The effort to fill former state Sen. Joe Minard's seat is on hold until Gov. Earl Ray Tomblin can be sure the state Democratic Party followed its own rules for choosing potential replacements.
Minard, D-Harrison, resigned his Senate seat last week to become the Senate's clerk, a job with a higher salary.
Tomblin, a Democrat, has final say over who fills the vacancy. He received three candidates' names last week from a specially appointed Democratic executive committee. The committee included one man and one woman from each of the four counties in Minard's Senate district.
Now, criticisms of the committee's work by a Harrison County Democrat and the head of the Republican Party are complicating the effort.
The Governor's Office is waiting on the party to let it know if procedures were followed, Tomblin spokeswoman Amy Shuler Goodwin said Tuesday evening.
In the meantime, there are significant ramifications for the leadership of the House of Delegates: One of the candidates for the Senate seat is Delegate Tim Miley, the chairman of the powerful House Judiciary Committee.
With less a month to go before the start of the legislative session, House Speaker Rick Thompson has yet to say who will lead what committee, at least in part because of this big 'what if.'
The criticism of the process to replace Minard started from within the Democratic Party but now includes the chairman of the state Republican Party.

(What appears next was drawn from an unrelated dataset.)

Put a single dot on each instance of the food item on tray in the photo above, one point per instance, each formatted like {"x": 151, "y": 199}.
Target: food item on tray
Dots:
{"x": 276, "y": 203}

First, Harrison County school board President Mike Queen accused the chairman of the Senate executive committee of cheating.
Following a series of stories about Queen's allegations, Republicans joined the fray on Tuesday.
Both Queen and the Republicans say they are concerned that Senate search committee chairman Martin Shaffer manipulated the process to make sure Harrison County Commissioner Mike Romano was one of the three names sent to Tomblin. The other two were Miley and Delegate Sam Cann, D-Harrison.
Shaffer cast three votes for Romano.
"Is it really fair that one member of the Committee can cast enough votes to dictate who one of the nominees will be?" Queen said Tuesday in the most recent in a series of emails and Facebook posts questioning Shaffer's actions. "I don't think so. But the Democrat Party doesn't seem to have an opinion on that question."
Shaffer said that style of voting, known as "cumulative voting," is allowed by Robert's Rules of Order, the bible of parliamentary procedure.
He is correct.
But a recent edition of Robert's Rules added a note emphasizing that "cumulative voting violates the fundamental principle of 'one person, one vote,' " according to a list of changes to the 2011 edition on the guidebook's website.